While Meta’s new approach is being tested in the U.S., the company is proceeding more cautiously elsewhere. Nicola Mendelsohn, Meta’s head of global business, clarified that for now, “Nothing is changing in the rest of the world at the moment; we are still working with fact-checkers globally.”, largely to comply with stricter regional regulations like the EU’s Digital Services Act. The success of these community-based systems has also prompted similar features from TikTok and YouTube.
The Human-AI ‘Virtuous Loop’
The primary appeal of integrating AI is the potential for massive scale and speed. The research paper from X suggests that an automated pipeline could address a far greater volume of content than a purely human-powered system, tackling the “long tail” of niche misinformation. The goal is to create a “virtuous loop” where AI generates notes and human feedback not only vets them but also improves the AI’s future performance.
This process, which researchers call Reinforcement Learning from Community Feedback (RLCF), uses the nuanced ratings from a diverse human community to train the AI beyond simple right-or-wrong signals, teaching it what is genuinely helpful context.
Significant Risks and Ongoing Debate
However, deploying AI as a fact-checker is fraught with risk. A primary concern is the well-documented tendency of large language models (LLMs) to “hallucinate”, confidently presenting fabricated information as fact. This could lead to the creation of notes that are persuasive and well-written but dangerously inaccurate. The research paper acknowledges this and other challenges, such as the risk of “helpfulness hacking,” where an AI could learn to write notes that appeal to raters’ biases rather than sticking to facts.
Another challenge is the potential to overwhelm the volunteer human raters. A massive influx of AI-generated notes could dilute the attention of raters, making it harder to spot both bad notes and critical misinformation. These concerns are echoed by former tech executives who have watched these platforms evolve. One former Meta executive, speaking to NPR about the company’s increasing reliance on AI for risk assessment, warned, “Negative externalities of product changes are less likely to be prevented before they start causing problems in the world.”
The Musk Factor
The debate over Community Notes’ effectiveness is ongoing and often centers on X’s owner, Elon Musk. He has championed the system as a revolutionary tool for accuracy, saying in November 2024, “Community Notes is awesome. Everybody gets checked.
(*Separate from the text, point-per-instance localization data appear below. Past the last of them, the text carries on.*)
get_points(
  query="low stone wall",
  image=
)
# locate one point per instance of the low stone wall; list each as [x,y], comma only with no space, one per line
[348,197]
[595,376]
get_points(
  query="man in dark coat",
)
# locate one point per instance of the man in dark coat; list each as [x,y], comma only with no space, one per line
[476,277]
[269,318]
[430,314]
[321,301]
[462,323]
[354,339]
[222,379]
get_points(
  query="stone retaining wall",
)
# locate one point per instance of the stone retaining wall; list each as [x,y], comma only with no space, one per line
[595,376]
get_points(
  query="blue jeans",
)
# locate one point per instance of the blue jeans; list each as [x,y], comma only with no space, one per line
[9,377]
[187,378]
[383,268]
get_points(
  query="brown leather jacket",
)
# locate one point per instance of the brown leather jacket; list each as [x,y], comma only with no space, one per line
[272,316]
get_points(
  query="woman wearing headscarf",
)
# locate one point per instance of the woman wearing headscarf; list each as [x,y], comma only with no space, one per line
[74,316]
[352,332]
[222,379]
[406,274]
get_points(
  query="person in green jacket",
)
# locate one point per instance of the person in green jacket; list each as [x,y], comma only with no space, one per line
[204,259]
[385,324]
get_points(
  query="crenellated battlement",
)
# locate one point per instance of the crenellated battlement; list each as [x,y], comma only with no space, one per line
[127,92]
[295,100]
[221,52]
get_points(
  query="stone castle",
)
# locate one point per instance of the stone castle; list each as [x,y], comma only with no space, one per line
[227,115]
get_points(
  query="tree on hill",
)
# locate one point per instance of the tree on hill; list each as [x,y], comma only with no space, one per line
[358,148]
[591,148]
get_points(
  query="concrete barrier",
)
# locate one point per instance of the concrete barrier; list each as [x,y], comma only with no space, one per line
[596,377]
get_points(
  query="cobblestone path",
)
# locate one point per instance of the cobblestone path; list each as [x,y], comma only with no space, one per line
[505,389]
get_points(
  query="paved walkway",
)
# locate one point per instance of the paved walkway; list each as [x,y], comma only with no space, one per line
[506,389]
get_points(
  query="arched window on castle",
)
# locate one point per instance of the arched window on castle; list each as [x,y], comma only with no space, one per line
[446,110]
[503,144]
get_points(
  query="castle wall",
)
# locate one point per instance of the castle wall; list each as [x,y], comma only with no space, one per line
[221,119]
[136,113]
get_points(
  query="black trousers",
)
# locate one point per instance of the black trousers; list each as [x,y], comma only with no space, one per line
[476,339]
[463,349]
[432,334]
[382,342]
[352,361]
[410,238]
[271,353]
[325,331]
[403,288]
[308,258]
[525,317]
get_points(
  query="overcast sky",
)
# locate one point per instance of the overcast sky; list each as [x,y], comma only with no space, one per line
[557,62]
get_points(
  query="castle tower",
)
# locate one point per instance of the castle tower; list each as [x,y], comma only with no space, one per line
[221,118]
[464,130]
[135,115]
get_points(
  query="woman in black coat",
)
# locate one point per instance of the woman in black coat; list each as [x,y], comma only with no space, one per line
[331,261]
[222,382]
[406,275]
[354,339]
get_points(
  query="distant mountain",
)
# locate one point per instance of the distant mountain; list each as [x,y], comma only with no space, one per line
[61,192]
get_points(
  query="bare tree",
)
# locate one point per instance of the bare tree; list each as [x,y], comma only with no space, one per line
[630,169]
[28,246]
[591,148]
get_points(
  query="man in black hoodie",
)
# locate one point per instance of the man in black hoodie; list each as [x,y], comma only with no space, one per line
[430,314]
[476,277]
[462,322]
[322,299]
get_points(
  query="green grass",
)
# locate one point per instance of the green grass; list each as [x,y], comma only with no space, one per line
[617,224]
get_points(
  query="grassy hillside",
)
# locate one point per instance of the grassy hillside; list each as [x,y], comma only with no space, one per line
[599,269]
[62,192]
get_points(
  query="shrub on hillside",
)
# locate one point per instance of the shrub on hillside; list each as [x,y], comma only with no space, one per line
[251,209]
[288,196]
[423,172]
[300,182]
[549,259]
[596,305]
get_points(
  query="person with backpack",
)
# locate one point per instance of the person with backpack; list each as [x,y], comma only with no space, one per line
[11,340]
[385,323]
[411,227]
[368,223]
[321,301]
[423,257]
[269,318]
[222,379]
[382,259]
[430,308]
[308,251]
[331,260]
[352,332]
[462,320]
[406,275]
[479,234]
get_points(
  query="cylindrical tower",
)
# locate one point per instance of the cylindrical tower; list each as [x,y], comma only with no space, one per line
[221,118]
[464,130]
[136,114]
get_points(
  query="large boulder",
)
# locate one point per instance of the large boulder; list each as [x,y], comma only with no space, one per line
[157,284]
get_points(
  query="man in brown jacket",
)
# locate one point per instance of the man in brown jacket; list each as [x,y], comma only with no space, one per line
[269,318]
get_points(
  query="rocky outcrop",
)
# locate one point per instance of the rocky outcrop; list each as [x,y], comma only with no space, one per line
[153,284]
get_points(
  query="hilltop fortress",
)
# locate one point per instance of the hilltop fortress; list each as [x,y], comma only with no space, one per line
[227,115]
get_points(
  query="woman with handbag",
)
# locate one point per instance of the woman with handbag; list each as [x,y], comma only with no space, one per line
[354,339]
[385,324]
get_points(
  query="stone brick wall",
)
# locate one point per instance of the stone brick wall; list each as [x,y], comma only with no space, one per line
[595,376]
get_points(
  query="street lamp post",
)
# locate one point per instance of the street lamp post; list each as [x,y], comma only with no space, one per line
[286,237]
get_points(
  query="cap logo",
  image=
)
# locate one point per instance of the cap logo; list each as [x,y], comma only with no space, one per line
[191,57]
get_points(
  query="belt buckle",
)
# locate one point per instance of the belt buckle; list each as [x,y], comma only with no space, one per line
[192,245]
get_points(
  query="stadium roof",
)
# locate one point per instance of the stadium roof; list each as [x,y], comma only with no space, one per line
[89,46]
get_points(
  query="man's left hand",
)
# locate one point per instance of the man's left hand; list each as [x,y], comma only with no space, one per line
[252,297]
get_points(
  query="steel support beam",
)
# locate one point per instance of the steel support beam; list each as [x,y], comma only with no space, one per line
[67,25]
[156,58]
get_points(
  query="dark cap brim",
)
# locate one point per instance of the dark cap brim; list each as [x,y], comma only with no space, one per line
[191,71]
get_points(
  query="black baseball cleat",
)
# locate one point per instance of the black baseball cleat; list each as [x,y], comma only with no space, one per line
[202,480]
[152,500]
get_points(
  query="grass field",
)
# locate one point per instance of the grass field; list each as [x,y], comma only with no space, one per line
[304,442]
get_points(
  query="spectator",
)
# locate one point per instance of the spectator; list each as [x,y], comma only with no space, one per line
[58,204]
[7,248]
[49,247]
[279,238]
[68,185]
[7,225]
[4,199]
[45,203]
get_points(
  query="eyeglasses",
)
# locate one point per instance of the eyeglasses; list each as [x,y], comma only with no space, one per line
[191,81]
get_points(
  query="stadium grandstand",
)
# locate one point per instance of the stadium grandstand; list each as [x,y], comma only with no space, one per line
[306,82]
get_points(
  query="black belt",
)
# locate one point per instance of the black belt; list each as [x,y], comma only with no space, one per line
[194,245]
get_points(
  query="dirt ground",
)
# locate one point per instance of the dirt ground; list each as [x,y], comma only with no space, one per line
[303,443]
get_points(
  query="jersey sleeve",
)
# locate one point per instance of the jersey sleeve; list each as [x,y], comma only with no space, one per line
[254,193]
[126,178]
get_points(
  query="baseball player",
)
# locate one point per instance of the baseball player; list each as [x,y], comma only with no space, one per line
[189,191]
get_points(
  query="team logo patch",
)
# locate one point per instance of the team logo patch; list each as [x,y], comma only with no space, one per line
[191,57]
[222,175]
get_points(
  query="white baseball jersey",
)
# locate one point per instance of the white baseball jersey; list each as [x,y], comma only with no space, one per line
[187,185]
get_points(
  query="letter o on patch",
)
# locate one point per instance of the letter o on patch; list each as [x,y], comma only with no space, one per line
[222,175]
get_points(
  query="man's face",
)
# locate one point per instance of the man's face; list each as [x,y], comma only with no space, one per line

Including me.”
Yet, just a few months later, after his own posts about Ukrainian politics were corrected, he claimed the system was being manipulated, stating, “Community Notes is increasingly being gamed by governments & legacy media.” This inconsistency highlights the inherent tension in a system designed for objectivity but owned by a single, outspoken individual.
Critics point out that the system can be slow and inconsistent. Studies have shown that many posts containing misinformation never receive a note, and when they do, the note is often seen by only a fraction of the people who viewed the original post. The introduction of AI aims to address the speed and scale issues, but it remains to be seen if it can do so without compromising quality.
Despite these issues, X is pushing forward with its AI experiment. The company plans to test the AI-generated notes for several weeks with a small group of contributors. Based on the results of this pilot, X will decide whether to roll out the feature more broadly. The success of this hybrid model could set a new standard for how online content is moderated, but its failure could amplify the very misinformation it is designed to combat.